Topic Discovery and Classification for Responsible Generative AI Adaptation in Higher Education
Diane Myung-kyung Woodbridge, Allyson Seba, Freddie Seba, Aydin Schwartz
TL;DR
The paper tackles the lack of consistent GenAI guidance in higher education by building a scalable pipeline that collects policy texts, discovers latent policy topics with BERTopic+UMAP+clustering, and classifies policy statements into eight categories using LLMs (notably GPT-4.0). It reports a topic coherence of 0.73 and GPT-4.0 classification precision/recall around 0.92–0.97 and 0.85–0.97, respectively, across topics, and demonstrates integration into a web app for policy-aware EdTech. The approach yields structured, interpretable policy insights to promote safe, equitable GenAI use and to guide platform-based enforcement. The authors also discuss limitations, resource needs, and plans for ongoing updates and K–12 extensions.
Abstract
As generative artificial intelligence (GenAI) becomes increasingly capable of delivering personalized learning experiences and real-time feedback, a growing number of students are incorporating these tools into their academic workflows. They use GenAI to clarify concepts, solve complex problems, and, in some cases, complete assignments by copying and pasting model-generated contents. While GenAI has the potential to enhance learning experience, it also raises concerns around misinformation, hallucinated outputs, and its potential to undermine critical thinking and problem-solving skills. In response, many universities, colleges, departments, and instructors have begun to develop and adopt policies to guide responsible integration of GenAI into learning environments.
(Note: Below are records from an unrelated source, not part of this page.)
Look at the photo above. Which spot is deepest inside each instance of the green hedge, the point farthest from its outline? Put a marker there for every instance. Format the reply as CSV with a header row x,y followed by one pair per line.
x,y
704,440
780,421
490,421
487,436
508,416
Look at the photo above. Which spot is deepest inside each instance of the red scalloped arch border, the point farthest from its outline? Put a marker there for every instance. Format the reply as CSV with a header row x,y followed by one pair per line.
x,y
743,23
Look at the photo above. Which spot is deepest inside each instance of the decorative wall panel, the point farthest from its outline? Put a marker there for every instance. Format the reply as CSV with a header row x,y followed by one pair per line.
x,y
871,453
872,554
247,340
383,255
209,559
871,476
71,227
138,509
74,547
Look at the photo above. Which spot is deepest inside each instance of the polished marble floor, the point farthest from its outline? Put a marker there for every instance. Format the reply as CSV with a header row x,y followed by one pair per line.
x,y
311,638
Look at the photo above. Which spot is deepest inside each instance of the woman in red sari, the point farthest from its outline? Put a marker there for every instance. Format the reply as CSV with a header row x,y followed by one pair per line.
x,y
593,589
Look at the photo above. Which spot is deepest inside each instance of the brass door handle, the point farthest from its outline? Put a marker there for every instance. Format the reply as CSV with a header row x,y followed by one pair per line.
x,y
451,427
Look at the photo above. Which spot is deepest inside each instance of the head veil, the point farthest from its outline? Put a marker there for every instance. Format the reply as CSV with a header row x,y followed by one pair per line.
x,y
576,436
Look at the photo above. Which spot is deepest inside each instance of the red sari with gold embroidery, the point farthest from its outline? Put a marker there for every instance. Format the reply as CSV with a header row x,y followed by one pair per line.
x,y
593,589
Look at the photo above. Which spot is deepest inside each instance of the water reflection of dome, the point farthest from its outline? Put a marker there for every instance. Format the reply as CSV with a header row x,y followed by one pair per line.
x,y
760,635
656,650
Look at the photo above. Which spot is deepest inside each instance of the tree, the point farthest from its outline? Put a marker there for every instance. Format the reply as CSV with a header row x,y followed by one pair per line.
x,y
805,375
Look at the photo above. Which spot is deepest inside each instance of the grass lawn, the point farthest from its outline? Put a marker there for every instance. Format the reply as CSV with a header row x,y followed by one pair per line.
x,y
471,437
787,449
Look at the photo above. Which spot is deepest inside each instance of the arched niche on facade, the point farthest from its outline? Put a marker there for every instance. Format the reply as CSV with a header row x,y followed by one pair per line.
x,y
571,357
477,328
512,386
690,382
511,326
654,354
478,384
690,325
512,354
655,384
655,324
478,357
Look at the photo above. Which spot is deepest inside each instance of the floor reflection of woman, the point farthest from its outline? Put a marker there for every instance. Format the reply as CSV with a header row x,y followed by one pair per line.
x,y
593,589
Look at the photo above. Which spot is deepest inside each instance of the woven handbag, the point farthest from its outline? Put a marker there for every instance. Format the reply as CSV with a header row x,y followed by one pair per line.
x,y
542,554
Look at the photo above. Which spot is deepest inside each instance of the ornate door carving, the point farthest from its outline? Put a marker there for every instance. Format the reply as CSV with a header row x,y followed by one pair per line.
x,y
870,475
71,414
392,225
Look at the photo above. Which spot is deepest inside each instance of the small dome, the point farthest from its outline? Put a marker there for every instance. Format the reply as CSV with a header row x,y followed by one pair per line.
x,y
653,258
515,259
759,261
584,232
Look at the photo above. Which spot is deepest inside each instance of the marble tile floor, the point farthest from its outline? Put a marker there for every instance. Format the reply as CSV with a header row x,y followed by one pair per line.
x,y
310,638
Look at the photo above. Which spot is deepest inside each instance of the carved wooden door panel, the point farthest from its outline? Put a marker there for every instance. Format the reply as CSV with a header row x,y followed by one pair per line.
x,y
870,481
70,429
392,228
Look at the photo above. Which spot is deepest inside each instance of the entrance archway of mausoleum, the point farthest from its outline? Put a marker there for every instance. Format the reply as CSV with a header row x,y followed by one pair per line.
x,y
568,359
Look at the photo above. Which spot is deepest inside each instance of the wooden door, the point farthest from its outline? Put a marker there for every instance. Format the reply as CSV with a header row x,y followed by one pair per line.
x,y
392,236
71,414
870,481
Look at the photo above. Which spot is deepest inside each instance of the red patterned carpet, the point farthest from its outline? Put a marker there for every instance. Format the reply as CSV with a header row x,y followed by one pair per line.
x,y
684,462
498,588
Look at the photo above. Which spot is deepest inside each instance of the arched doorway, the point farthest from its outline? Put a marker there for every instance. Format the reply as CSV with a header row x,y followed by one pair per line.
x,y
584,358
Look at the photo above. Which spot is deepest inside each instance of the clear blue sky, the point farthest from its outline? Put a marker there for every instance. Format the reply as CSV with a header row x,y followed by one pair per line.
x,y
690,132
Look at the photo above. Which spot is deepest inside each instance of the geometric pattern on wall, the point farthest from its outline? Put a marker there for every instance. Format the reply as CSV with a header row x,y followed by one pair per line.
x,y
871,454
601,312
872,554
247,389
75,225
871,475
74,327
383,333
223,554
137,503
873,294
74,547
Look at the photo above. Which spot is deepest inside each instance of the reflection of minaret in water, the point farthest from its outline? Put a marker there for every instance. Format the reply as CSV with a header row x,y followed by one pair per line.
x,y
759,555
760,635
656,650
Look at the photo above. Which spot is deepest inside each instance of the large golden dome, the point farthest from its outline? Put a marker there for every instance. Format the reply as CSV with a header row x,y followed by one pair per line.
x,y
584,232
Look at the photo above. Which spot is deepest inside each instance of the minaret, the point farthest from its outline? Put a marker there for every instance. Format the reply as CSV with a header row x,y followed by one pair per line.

However, these policies vary widely across institutions and contexts, and their evolving nature often leaves students uncertain about expectations and best practices. To address this challenge, the authors designed and implemented an automated system for discovering and categorizing AI-related policies found in course syllabi and institutional policy websites. The system combines unsupervised topic modeling techniques to identify key policy themes with large language models (LLMs) to classify the level of GenAI allowance and other requirements in policy texts. The developed application achieved a coherence score of 0.73 for topic discovery. In addition, GPT-4.0-based classification of policy categories achieved precision between 0.92 and 0.97, and recall between 0.85 and 0.97 across eight identified topics. By providing structured and interpretable policy information, this tool promotes the safe, equitable, and pedagogically aligned use of GenAI technologies in education. Furthermore, the system can be integrated into educational technology platforms to help students understand and comply with relevant guidelines.